Scattering and inverse scattering for the AKNS system: A rational function approach

TL;DR

This paper introduces a rational function-based numerical method for computing the scattering and inverse scattering transforms of the AKNS system, enabling high-precision solutions on the entire real axis.

Contribution

It presents a novel rational basis function approach for the AKNS system's scattering transforms, improving efficiency and accuracy in solving related Riemann--Hilbert problems.

Findings

Efficient computation of the scattering transform on the real axis.

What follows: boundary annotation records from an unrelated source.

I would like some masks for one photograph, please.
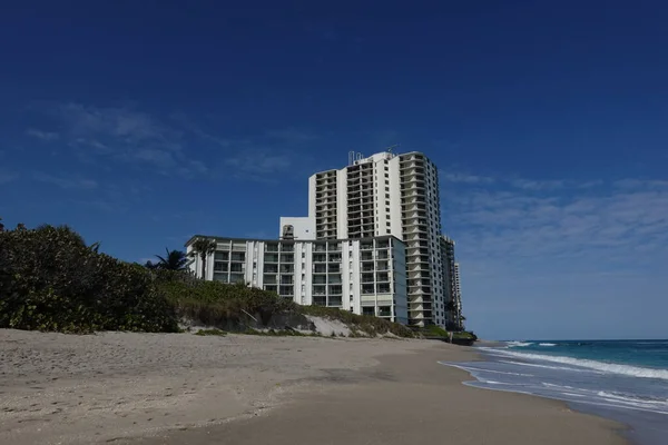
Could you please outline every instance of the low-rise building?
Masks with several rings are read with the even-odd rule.
[[[297,229],[306,234],[307,226]],[[296,234],[295,234],[296,235]],[[206,259],[196,255],[190,270],[207,280],[244,283],[275,291],[299,305],[318,305],[407,324],[406,249],[394,236],[279,240],[194,236],[212,239]],[[204,274],[204,276],[203,276]]]

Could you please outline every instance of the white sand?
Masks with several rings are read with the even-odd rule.
[[[335,369],[374,366],[380,355],[431,346],[0,329],[0,444],[104,443],[254,416],[286,392],[335,378]]]

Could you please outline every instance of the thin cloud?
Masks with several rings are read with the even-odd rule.
[[[658,189],[654,180],[632,184],[632,189],[608,184],[587,195],[578,191],[578,184],[569,189],[444,190],[444,214],[456,215],[446,217],[445,225],[461,241],[462,254],[474,261],[589,260],[605,269],[630,258],[630,267],[657,259],[638,257],[639,250],[665,259],[668,188]]]
[[[98,187],[97,181],[92,179],[72,179],[69,177],[58,177],[45,172],[36,171],[32,179],[39,182],[50,184],[62,189],[92,190]]]
[[[19,178],[19,174],[0,169],[0,184],[9,184]]]
[[[492,182],[494,182],[494,178],[490,178],[487,176],[466,175],[466,174],[460,174],[460,172],[441,171],[440,176],[443,180],[445,180],[448,182],[459,182],[459,184],[492,184]]]
[[[254,139],[232,140],[212,135],[183,113],[160,120],[127,107],[71,102],[51,107],[47,115],[62,128],[58,138],[84,161],[105,166],[109,160],[120,161],[185,179],[233,177],[267,181],[272,174],[284,172],[293,166],[292,157],[277,147],[316,138],[307,131],[287,128]],[[51,137],[39,129],[31,129],[30,135],[42,139]],[[274,141],[267,142],[267,139]],[[207,162],[199,160],[194,157],[194,147],[202,146],[203,141],[214,142],[223,150]],[[210,169],[209,164],[223,166],[224,171]]]
[[[29,128],[26,130],[26,135],[31,136],[33,138],[50,142],[60,138],[60,135],[52,131],[42,131],[36,128]]]
[[[272,130],[267,132],[267,136],[273,139],[278,139],[282,142],[288,145],[298,145],[304,142],[312,142],[318,139],[318,136],[308,131],[298,130],[296,128],[286,128],[283,130]]]
[[[271,181],[273,175],[287,171],[293,166],[293,161],[285,154],[274,154],[266,149],[246,149],[227,158],[225,165],[237,178]]]

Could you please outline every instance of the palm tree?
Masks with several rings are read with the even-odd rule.
[[[169,250],[168,248],[165,248],[165,250],[167,251],[167,256],[161,257],[156,255],[156,258],[159,259],[155,265],[156,268],[166,270],[183,270],[186,268],[186,265],[188,264],[186,253],[181,250]]]
[[[216,241],[213,239],[198,238],[193,243],[191,257],[202,258],[202,279],[206,279],[206,258],[216,251]]]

High-precision inverse scattering for Schrödinger operators with sech^2 potential.

Single linear system solves for reflection coefficients.

Abstract

We consider the use of rational basis functions to compute the scattering and inverse scattering transforms associated with the AKNS system. The proposed numerical forward scattering transform computes the solution of the AKNS system that is valid on the entire real axis and thereby computes a reflection coefficient at a point by solving a single linear system. The proposed numerical inverse scattering transform makes use of a novel improvement in the rational function approach to the oscillatory Cauchy operator, enabling the efficient solution of certain Riemann--Hilbert problems without contour deformations. The latter development enables access to high-precision computations and this is demonstrated on the inverse scattering transform for the one-dimensional Schr\"odinger operator with a $\mathrm{sech}^2$ potential.